The Brothers' Lot - Kevin Holohan [18]
“Sir, sir, sir!” implored McDonagh.
Mr. Laverty glanced up wearily. “What is it, McDonagh?”
“How do you say ‘The woman from the dole with the broken briefcase came to see me da’?”
“Use something else simpler,” sighed Mr. Laverty.
McDonagh nodded enthusiastically and then drew an exaggerated look of puzzlement across his face.
“What is it now, McDonagh?”
“How do you say ‘woman,’ sir?”
“Get outside the door, McDonagh.”
That was sometimes Mr. Laverty’s thing. If he was feeling sporting, he didn’t actually send you to Brother Loughlin. He just put you outside the door, and if you happened to get caught then you got a hiding. It was a game of roulette and gave the boys, Mr. Laverty felt, a fair chance and took all responsibility away from him. McDonagh closed the door softly behind him and pushed himself into the alcove where coats were supposed to hang.

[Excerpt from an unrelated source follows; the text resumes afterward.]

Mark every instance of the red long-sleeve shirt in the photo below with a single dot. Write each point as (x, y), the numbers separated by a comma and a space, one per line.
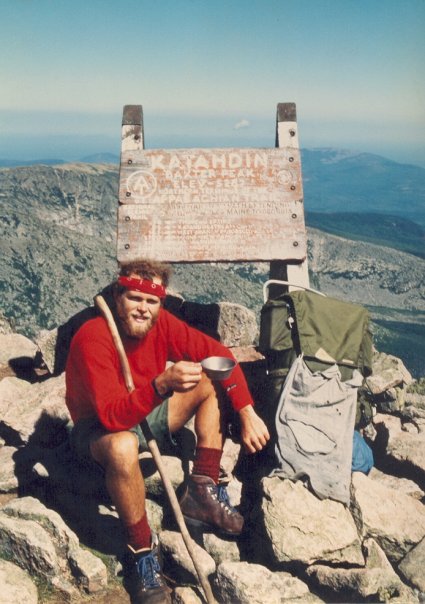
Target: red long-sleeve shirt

Mr. Laverty opened the door. “Out against the wall where I can see you,” he hissed into the reverberating emptiness of the corridor. McDonagh reluctantly moved to the other side of the corridor where he knew he would be visible from either end, thus increasing his chances of being caught. “Ye pays yer money and ye takes yer chances,” observed Mr. Laverty and returned to his class.
The hands on the clock crawled round their course as the boys flipped through their French books looking for sentences they could use. There seemed to be no lessons in this course that concerned scutting on the back of speeding trucks or smoking loose cigarettes in laneways or inventing lies about feeling up girls or any of the other activities that had occupied them over the summer.
A perfunctory knock at the door announced the intrusion of a Brother into the class of a lay teacher. This was always done with the minimum of ceremony or apology, as if to remind the lay teachers that they were only there on sufferance until the inevitable upsurge in vocations to the Brotherhood.
“Mr. Laverty, a moment of your time,” announced Brother Mulligan imperiously as he entered.
Mr. Laverty smiled coldly and went to sit on the windowsill.
Brother Mulligan was by all conservative estimates in his late nineties. He was only recently retired from teaching and now spent his time collecting pennies for the Missions, selling scapulars, medals, and rosary beads, and conducting other minor evangelical tasks. He wobbled and shimmered like someone who was not quite real; you could not look at him for too long without feeling that the film you were watching had stuck in the projector and was about to burn to bits.
“Mr. Laverty, I think it would be helpful if that boy outside the door was returned to the class so he could hear this with the rest of them.”
Mr. Laverty slouched over to the door and yanked it open: “McDonagh, get in here and stand in the corner and listen to what the Brother has to say.”
Brother Mulligan placed himself under the crucifix that hung above the blackboard and cleared his throat theatrically. “Now, you boys are approaching a point in your lives when you must begin to make decisions for yourselves. This can be a difficult and frightening time. Do I join the Electricity Supply Board? Do I try for junior clerical assistant in the Department of Fisheries? Do I acknowledge who I really am, abandon notions of uppitiness, and leave school to get an apprenticeship in one of the trades or a delivery job with a prosperous grocer? These are all important questions. But there is another question that it is time for you boys to ask yourselves: Do I hear a call? Do I feel the need to give something back in gratitude for what I have received?
“Do I think that with the help of the Holy Ghost, Our Lady of Indefinite Duration, and Venerable Saorseach O’Rahilly, I could make the commitment to the Brotherhood?